Un juge américain a jugé plausible un procès alléguant une violation des valeurs mobilières par les sociétés de cryptographie Gemini et Genesis.
Le juge de district Edgardo Ramos a rejeté les requêtes en rejet déposées par l’échange de crypto Gemini et le prêteur de crypto Genesis dans le cadre d’une plainte déposée auprès de la SEC américaine concernant un programme Earn hébergé par les deux sociétés jusqu’à fin 2022.

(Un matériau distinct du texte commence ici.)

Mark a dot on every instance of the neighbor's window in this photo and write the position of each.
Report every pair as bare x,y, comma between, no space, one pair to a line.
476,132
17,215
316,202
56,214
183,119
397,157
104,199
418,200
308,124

Dans une ordonnance du tribunal du 13 mars, le juge Ramos a déclaré que la SEC avait fourni des motifs suffisants pour affirmer que Gemini et Genesis avaient violé les règles américaines en matière de valeurs mobilières.
La décision rendue dans un palais de justice du district sud de New York citait le test Howey et le test Reves, référencés par la commission, comme justification adéquate pour qualifier le programme Earn en vertu des règles existantes sur les valeurs mobilières.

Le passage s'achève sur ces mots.